Do artista já se conhece o brilho solar, mas a canção foi acolhida em segmentos
diversos como um acontecimento, portanto, como uma marcação social
diferenciada. É que, no contexto atual da vida brasileira, golpeada por
sobressaltos sanitários, econômicos, políticos e morais, numa escala inédita na
história do país, espera-se geralmente que a boa repercussão pública de algo
reflita a urgência da reconstrução. Chico, voz das mais politizadas, limitou-se
a perguntar, compondo, "que tal um samba?"
Tanto quanto a letra da canção, é a própria
ideia de samba que instiga. A presença ativa do artista na cena brasileira não
deixa esquecer que ele, integrante de uma geração notável de criadores da
música popular, tem sido politicamente marcante no que há de generoso ou
esperançoso para com as agruras coletivas. Afinal, o que balançou o corpo do
povo nos longos e asfixiantes anos da ditadura militar foi o grito cantado.
Reiterada como forma de integração rítmica do homem na sociedade, a música
cerrou fileiras com a democracia.
No Brasil, essa forma não habita popularmente qualquer gênero. O
samba
carioca constitui uma diferença ao mesmo tempo cultural e
política, porque é a imagem nacional de uma síntese ou uma unidade: a
reinterpretação federal da diversidade rítmica em vários territórios negros sob
a designação de samba. É também uma forma em que o ritmo afro convoca
estruturalmente o corpo para a dança.
Musicalmente, a célula rítmica faz a ponte, por absorção simbólica, entre o
espaço sagrado das divindades afros e os lugares globais da festa. Isso é algo
essencial, pois cosmicamente vinculado ao entorno de homens e árvores: "ao
som do samba/ dança até o arvoredo" (Noel Rosa). Isso pode ser sentido por
negros e brancos.
Chico
Buarque é herdeiro espiritual tanto de Noel como de Ismael,
portanto, zelador de original parceria entre morro e asfalto.
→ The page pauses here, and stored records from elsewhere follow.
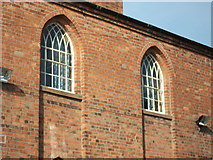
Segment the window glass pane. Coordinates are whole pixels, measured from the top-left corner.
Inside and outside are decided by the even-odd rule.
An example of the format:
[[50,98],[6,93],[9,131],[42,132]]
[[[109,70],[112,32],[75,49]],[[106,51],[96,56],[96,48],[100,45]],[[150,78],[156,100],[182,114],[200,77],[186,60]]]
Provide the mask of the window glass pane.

Agora, com astuta simplicidade, o artista convida para o melhor na reanimação
do espírito coletivo: a adesão à alegria dessa forma singular de encontro musical,
evidência histórica da genialidade negra que sempre viveu e vive o samba como
um poema social, ou seja, como um modo de pensar, sentindo. Por isso, talvez se
possa ler o convite como que tal "o" em vez de "um" (que,
aliás, é samba-salsa), isto é, que tal auscultar o que bate generosamente no
corpo interno da nação: um amanhã sem ódio, que canta. Assim foi recebido, por
sentimento compartilhado. Sentimento é fruto que só dá no tempo, é offline e
chega aos poucos, pois "o pandeiro bate/ é dentro do peito/ mas ninguém
percebe" (Drummond, em Brejo das Almas, 1934).
*Sociólogo, professor emérito da UFRJ,
autor, entre outras obras, de "A Sociedade Incivil" e "Pensar
Nagô"
2 comentários:
Mestre Muniz Sodré sabe tudo (ou quase tudo) das coisas da vida (social, civil e "incivil")! Intuiu, com Chico Buarque, que "tem mais samba no encontro que na espera" e que "se todo mundo sambasse, seria mais fácil viver ". Salve Muniz Sodré e Chico Buarque!!!
E não esquecendo que Chico quando surgiu era tratado como sambista e fez várias músicas exaltando o próprio samba.